Incubators for Young Entrepreneurs: 20 Case Histories
Edited by Dan Remenyi and Kenneth A Grant ISBN: 978-1-911218-79-1
Entrepreneurship and Innovation education continues to be a high priority in most societies, with small to medium-size enterprises seen as a most important engine of growth in both the developed and the developing world. As a result, many universities have launched educational courses or modules to help educate and develop young entrepreneurs.
However, entrepreneurship is extremely difficult to teach. The tried and tested classroom-based approaches used in most other subjects do not sufficiently address what is needed to be known or experienced in order to have any chance of being a successful entrepreneur. This is because ultimately entrepreneurship is about making things happen. Simply having good ideas is just not enough to create an entrepreneurial opportunity. The good idea has to be tested in the real world and the entrepreneur needs support from a range of facilitators in an entrepreneurial ecosystem for the business to have a real chance of succeeding. The knowledge required for this is of the type that is most effectively acquired by action. So, educating young people in innovation and entrepreneurship is not enough - they need to gain real experience. Youth incubators play a critical role in providing a supportive environment in which young people can get this experience.
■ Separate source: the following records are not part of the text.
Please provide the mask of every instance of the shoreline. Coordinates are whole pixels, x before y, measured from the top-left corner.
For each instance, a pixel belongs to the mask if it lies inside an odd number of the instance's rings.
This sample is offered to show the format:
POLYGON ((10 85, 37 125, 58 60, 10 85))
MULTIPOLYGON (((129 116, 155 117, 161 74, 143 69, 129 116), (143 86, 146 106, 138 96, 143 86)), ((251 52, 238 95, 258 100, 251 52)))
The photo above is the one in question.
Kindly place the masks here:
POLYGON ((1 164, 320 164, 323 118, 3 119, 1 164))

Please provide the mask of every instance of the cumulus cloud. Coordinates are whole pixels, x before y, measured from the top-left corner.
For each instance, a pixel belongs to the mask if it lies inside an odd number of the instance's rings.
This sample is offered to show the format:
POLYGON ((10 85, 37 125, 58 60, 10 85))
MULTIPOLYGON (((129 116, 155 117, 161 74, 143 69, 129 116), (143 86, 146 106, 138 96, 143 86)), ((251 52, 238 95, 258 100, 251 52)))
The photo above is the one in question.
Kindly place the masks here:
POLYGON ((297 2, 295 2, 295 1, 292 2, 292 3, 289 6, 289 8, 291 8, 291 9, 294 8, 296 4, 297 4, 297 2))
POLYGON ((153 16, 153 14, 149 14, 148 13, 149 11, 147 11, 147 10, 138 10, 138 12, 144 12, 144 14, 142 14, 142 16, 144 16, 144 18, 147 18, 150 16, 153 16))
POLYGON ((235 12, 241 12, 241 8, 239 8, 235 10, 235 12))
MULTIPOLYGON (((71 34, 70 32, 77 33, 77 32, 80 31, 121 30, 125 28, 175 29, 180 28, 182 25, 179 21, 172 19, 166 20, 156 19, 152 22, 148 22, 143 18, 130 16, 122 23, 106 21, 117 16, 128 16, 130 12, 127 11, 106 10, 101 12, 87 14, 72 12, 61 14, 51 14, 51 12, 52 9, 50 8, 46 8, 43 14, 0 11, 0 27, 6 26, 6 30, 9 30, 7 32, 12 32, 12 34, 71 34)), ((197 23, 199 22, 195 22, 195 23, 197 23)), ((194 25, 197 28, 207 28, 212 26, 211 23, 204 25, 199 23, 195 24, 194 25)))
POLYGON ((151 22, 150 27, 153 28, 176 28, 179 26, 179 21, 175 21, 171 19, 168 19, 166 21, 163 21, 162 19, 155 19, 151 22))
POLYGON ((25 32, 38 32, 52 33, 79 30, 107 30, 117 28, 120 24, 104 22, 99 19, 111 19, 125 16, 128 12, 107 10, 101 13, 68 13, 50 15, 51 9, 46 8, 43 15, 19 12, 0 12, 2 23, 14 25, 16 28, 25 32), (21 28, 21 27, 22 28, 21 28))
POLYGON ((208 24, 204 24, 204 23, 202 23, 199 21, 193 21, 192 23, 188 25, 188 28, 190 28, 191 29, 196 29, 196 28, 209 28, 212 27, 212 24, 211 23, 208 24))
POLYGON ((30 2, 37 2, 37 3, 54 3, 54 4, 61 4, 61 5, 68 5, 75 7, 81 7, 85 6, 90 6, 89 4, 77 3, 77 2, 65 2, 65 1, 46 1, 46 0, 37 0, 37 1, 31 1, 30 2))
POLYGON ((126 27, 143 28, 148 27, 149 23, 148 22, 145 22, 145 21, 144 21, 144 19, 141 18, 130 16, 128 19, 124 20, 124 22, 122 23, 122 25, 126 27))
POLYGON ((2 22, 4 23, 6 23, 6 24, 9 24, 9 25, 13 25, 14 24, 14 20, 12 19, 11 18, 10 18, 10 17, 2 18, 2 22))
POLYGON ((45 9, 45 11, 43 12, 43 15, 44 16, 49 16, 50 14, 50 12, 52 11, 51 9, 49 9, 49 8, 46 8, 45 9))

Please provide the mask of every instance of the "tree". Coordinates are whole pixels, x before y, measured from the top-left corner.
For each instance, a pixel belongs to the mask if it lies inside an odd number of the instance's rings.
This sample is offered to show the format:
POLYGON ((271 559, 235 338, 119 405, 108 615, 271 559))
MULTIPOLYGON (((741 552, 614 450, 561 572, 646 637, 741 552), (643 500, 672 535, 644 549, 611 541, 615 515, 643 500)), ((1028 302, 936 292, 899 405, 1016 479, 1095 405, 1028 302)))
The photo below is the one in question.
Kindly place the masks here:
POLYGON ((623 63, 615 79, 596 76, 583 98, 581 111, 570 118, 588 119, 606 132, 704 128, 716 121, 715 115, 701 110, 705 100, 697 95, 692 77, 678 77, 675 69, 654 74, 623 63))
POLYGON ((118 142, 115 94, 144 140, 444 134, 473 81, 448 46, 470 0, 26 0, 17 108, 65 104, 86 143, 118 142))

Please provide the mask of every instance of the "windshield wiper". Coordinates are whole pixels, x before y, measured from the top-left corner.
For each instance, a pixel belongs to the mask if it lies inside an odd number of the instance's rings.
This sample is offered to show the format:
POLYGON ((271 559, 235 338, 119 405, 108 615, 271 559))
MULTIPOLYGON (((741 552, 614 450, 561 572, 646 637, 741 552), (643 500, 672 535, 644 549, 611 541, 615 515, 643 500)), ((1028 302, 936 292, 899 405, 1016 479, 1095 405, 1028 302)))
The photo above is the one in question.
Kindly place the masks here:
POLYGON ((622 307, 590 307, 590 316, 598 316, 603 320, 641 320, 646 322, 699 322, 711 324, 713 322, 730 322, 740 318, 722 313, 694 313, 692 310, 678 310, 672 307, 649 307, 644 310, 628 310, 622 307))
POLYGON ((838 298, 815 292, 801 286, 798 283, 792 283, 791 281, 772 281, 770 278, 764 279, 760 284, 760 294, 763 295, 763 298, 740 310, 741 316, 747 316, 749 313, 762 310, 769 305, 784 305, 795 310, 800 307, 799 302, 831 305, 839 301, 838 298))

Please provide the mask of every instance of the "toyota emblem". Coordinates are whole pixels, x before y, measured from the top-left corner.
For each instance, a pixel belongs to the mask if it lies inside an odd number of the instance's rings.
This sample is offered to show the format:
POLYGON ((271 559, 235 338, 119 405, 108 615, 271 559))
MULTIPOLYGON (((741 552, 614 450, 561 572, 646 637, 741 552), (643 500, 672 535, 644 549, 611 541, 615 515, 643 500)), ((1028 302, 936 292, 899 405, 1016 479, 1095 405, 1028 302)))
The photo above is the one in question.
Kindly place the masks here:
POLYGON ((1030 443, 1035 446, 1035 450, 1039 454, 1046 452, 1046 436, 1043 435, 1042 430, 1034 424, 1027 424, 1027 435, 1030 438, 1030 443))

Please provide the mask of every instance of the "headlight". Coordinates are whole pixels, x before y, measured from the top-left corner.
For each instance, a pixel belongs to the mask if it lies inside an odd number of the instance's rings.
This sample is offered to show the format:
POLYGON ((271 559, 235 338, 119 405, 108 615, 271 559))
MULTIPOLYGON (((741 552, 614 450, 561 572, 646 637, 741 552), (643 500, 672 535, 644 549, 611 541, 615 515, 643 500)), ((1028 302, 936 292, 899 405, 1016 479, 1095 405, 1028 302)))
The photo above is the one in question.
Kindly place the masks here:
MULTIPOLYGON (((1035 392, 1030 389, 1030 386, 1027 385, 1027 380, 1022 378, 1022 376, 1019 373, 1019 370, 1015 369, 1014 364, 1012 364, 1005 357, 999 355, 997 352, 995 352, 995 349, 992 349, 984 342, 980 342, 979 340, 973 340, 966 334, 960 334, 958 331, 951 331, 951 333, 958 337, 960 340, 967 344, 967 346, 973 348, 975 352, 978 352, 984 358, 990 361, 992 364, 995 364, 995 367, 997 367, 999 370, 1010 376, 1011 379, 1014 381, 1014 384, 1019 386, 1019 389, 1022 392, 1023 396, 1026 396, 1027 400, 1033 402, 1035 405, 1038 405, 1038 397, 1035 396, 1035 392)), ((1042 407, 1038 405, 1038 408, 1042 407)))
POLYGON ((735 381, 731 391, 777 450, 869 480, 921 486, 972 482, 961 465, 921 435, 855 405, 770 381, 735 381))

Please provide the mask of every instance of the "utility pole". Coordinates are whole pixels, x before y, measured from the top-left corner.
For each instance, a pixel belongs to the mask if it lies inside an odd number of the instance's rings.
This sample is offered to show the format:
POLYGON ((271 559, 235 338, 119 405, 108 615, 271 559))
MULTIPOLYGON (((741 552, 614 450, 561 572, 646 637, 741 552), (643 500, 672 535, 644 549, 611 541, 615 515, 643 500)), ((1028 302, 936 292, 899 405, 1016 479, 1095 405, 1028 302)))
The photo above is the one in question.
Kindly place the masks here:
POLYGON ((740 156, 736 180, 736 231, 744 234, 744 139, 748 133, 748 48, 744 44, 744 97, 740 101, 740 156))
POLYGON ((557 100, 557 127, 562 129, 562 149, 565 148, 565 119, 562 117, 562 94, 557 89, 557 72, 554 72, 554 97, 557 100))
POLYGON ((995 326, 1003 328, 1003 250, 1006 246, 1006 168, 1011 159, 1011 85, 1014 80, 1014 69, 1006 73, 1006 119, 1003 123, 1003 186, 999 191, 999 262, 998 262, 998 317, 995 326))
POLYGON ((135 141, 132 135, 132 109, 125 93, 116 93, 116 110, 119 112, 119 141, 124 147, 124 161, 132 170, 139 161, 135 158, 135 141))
In youth incubators, young people can explore and validate business ideas, develop and test business models and identify and validate value propositions for target customers. They discover how to find the right resources, look for the right support, understand the financial and legal environment and funding sources, as well as come to terms with the issues involved in acquiring staff and a place from which to run the business. The young are not “taught”, rather their activities are guided by mentors or coaches within a supportive environment. In short youth incubators are a way of being able to deliver the types of experiences that are necessary to give new ideas a proper chance of success.
This anthology consists of 20 case histories describing youth incubators which have been selected from over 50 submissions to be presented at the International Conferences of Entrepreneurship and Innovation over the past three years. These are great examples from various parts of the world showcasing how much can be achieved using this approach to entrepreneurial development. They range from well-funded units in long-established universities to pioneering efforts by individuals or small groups in developing countries. These cases will be valuable to anyone who is involved in either the setup or operation of youth entrepreneur incubators and accelerators. The case histories provide descriptions of each of the incubators, including selection approaches, support provided and community involvement.
We believe that reading about these students’ successes will help improve anyone responsible for developing successful youth entrepreneurs.